March 2, 2011

Club Volleyball Training Questions


I am a high school and club coach in Oklahoma. I am working with a girl in my club who will be a freshman in my high school program next year (she's either 13 or 14). She is an elite level basketball player, from a lower income family and she's just figuring out volleyball. She is a first year club player.

That being said she's an exceptional athlete and while she looks super awkward on the volleyball court, in just a month or two she has already started to figure it out. However, I have a few problems.

1. I can't get her to swing high (I read a recent post you made on this problem, and I'm going to implement your suggestions). She jumps really high already, high enough that she hits the ball down, even though she hits it by her ear, she just doesn't have any power behind it.

2. Any suggestions on drills or concepts for how to get her familiar with the speed of the game? I get a lot of players who lack familiarity with the game (i.e. have only played low level rotational or no volleyball when they get to 9th grade) and I have a hard time getting them to understand the speed they need to play with. They seem to have the mentality "I'm just too slow and I can't get there" in everything from serve receive to defense to hitting. Other than saying, "yes you can" I'm at a loss.

3. She is currently playing with our 16s team as a 14 (we're a very small and very local club and didn't get enough 14s for a team) and she is more physically mature than most of the older girls on the team. However she lacks confidence. I think that she will realize that she's perfectly capable of playing up. Is this traumatizing her forever, or a good motivational move on my part, any thoughts.?

Thanks, K.B.

Your player is so young and so raw, that her learning curve will be very steep. The best thing you can do is focus on the correct skill sets, try to remove any bad habits (like the low contact point) and keep positive. It is tough to play up, especially as a newer player.

1. On her swing, follow my previous post on the topic and have her play a lot of pepper while you watch. It is easier to improve towards changing the arm swing during pepper than by front row attacks.

2. For catching up to the speed of Volleyball, break the game down into it's group/position components and provide lots of reps, while trying to increase tempo - faster sets, faster passes, tougher serves. For instance, outside hitters pass and release to attack with the tempo being fast. Middle attackers load and attack, and reload and transition attack. By you pushing tempo, after breaking out specific components of Volleyball competition, it will allow for a bit of help. Finally, players just have to fake it until they make it. Late arriving players will always be slow until they adjust their rpms. It is the same with college players; those which played on low level club teams always need more time to get up to speed versus those who were on elite level programs. And even those elite level freshman RARELY come in at the same tempo as the returners; it takes time to transition to the next level of competition.

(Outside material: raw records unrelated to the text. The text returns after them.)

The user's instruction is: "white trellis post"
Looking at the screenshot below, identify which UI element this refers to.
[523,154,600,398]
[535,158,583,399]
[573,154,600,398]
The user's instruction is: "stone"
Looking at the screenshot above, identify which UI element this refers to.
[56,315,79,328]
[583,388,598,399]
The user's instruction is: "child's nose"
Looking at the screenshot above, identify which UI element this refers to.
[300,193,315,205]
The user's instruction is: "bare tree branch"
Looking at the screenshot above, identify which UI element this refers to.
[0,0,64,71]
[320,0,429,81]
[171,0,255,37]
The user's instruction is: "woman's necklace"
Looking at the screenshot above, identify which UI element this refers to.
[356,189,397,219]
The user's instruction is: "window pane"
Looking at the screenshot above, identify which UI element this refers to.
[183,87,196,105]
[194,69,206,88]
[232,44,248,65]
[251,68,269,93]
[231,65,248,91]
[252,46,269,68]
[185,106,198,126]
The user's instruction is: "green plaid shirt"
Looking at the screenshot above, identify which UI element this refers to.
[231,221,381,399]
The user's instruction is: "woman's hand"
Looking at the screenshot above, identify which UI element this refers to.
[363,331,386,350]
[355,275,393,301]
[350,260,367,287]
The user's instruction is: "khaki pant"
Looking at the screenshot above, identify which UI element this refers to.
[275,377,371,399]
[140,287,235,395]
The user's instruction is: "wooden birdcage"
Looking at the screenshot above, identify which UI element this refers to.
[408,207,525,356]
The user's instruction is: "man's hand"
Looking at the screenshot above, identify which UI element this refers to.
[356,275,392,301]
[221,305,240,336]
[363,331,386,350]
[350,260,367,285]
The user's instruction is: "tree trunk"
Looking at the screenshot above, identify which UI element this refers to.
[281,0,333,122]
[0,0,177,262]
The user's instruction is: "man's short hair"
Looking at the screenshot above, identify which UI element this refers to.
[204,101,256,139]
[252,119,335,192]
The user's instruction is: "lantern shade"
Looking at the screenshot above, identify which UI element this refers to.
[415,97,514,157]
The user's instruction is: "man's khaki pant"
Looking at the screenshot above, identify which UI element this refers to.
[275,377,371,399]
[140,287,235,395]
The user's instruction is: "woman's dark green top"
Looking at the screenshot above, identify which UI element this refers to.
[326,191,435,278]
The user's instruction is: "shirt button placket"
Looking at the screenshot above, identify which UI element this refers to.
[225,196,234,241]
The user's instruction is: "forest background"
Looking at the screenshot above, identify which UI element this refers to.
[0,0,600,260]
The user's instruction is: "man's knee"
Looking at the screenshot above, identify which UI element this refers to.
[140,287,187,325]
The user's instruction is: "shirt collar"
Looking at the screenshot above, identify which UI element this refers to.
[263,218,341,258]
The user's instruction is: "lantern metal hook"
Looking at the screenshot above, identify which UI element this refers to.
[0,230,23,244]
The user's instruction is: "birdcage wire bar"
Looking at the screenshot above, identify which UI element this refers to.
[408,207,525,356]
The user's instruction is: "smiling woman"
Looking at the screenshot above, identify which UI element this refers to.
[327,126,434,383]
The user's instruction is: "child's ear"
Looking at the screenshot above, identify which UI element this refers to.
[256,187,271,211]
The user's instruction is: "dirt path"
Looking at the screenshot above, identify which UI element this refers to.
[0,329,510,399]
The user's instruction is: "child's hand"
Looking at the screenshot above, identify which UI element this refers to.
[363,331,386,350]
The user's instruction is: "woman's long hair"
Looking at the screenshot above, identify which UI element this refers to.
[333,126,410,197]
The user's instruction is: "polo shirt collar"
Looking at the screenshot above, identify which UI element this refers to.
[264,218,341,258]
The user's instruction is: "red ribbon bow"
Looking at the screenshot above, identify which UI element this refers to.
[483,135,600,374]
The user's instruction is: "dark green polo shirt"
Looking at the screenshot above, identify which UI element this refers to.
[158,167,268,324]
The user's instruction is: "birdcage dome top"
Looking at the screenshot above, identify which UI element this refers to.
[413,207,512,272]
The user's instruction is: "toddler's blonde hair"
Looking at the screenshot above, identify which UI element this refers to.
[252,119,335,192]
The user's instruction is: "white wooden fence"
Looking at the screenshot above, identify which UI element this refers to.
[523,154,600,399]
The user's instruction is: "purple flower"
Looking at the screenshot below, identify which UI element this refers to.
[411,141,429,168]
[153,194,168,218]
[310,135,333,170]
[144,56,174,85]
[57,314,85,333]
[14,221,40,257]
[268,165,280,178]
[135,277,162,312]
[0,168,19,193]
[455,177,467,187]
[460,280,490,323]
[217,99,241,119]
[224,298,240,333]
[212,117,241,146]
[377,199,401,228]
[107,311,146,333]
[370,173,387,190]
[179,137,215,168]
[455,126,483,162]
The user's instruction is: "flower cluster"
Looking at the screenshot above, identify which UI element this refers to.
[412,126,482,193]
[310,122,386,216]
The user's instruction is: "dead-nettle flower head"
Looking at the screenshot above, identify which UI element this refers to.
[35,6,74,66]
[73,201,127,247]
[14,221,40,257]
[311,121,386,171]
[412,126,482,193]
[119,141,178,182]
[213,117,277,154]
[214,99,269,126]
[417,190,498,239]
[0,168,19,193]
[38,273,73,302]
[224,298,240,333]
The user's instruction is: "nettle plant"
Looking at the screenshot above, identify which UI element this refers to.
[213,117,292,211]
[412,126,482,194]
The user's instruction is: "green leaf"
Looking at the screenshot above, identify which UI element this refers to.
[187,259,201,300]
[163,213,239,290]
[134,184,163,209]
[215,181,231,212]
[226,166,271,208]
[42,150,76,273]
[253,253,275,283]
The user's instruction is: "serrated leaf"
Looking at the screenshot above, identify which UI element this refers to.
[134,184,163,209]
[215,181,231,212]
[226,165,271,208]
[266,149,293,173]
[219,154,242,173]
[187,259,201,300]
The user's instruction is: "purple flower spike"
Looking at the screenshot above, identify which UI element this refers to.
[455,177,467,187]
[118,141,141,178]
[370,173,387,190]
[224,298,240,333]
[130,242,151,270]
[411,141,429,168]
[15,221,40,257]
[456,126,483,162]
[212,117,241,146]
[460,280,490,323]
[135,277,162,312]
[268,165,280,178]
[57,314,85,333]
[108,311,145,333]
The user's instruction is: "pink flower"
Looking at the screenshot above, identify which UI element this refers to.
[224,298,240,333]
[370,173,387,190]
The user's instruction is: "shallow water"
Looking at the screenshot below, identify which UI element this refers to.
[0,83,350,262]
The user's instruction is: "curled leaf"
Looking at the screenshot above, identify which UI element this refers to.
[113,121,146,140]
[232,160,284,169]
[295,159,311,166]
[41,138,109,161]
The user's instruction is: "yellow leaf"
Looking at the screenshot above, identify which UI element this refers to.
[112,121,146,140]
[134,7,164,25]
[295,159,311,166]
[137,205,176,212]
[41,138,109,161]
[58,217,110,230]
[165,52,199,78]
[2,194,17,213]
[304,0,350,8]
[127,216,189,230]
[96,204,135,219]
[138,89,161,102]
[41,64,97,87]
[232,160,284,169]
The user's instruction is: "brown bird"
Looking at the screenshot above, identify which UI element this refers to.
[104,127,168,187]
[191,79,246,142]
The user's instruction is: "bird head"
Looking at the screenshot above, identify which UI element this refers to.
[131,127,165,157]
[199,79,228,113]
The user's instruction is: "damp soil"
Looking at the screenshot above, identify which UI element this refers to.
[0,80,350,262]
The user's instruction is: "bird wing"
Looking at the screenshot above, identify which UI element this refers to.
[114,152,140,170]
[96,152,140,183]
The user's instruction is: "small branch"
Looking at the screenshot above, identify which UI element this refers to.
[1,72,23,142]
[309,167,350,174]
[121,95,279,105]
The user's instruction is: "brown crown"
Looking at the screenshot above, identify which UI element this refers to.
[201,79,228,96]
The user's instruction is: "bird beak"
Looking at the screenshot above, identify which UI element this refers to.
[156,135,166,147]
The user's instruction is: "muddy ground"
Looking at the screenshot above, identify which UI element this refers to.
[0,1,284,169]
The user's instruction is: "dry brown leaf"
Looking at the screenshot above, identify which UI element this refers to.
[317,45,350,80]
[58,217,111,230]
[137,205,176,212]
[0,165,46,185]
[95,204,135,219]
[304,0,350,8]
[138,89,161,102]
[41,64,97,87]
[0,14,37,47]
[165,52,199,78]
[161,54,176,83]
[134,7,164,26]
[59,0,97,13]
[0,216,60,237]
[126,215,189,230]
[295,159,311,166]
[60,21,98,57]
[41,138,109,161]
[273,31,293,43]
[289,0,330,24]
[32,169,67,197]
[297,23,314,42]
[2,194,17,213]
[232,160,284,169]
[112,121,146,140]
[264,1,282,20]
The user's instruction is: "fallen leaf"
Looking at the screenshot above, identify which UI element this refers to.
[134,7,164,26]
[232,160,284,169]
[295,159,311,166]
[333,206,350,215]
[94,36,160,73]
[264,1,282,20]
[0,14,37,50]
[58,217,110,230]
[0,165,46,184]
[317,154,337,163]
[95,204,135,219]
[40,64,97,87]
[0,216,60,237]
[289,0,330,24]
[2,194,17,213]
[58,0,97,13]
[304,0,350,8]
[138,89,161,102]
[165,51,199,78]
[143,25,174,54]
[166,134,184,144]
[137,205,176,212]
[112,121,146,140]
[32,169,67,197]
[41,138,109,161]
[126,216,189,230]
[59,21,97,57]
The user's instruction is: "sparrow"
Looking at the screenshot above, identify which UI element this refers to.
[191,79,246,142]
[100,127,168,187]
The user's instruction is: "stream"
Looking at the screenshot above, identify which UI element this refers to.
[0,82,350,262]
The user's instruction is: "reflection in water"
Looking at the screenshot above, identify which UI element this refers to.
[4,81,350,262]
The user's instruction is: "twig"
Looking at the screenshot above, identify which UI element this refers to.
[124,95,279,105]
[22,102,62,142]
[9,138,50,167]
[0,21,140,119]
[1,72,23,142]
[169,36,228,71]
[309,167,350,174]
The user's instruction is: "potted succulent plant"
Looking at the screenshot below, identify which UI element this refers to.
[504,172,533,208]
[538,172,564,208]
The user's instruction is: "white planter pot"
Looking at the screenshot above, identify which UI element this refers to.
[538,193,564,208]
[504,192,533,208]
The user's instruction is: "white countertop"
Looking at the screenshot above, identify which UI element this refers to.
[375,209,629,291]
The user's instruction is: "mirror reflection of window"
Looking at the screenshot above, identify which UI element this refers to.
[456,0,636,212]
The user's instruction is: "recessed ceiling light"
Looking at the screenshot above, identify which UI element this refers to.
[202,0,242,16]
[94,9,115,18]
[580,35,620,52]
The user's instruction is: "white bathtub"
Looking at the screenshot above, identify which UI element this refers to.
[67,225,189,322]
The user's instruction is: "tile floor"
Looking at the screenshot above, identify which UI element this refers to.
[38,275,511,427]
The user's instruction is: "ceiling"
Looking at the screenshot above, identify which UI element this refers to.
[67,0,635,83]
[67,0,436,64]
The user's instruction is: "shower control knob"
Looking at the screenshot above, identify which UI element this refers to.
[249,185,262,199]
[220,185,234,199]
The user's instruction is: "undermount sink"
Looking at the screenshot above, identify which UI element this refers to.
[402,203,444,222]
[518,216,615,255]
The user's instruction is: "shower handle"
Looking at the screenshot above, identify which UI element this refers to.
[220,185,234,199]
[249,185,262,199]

I now tell my incoming freshman to focus more on conditioning and less on lifting. This is an effort to help them transition better to the increased speed of the college game. Too often incoming college players get too focused on being strong and they let their cardio slip. You have to be in shape to move fast for extended periods of training and competition.

3. Initial confidence is just bravado, but real confidence is earned. As she gets more comfortable with her skills, as she sees more individual success, and as she adjusts to the speed of playing up, her confidence will rise. You really have no choice, as there is no 14's team for her to play with; just keep up the positives and remind her she is playing with/against players two years older. It is the same thing I tell my freshman when they struggle; their upperclassmen team mates have been grinding out college volleyball et al for two years, so you really can't compare yourself to them this early.

Good luck and thanks for being a reader.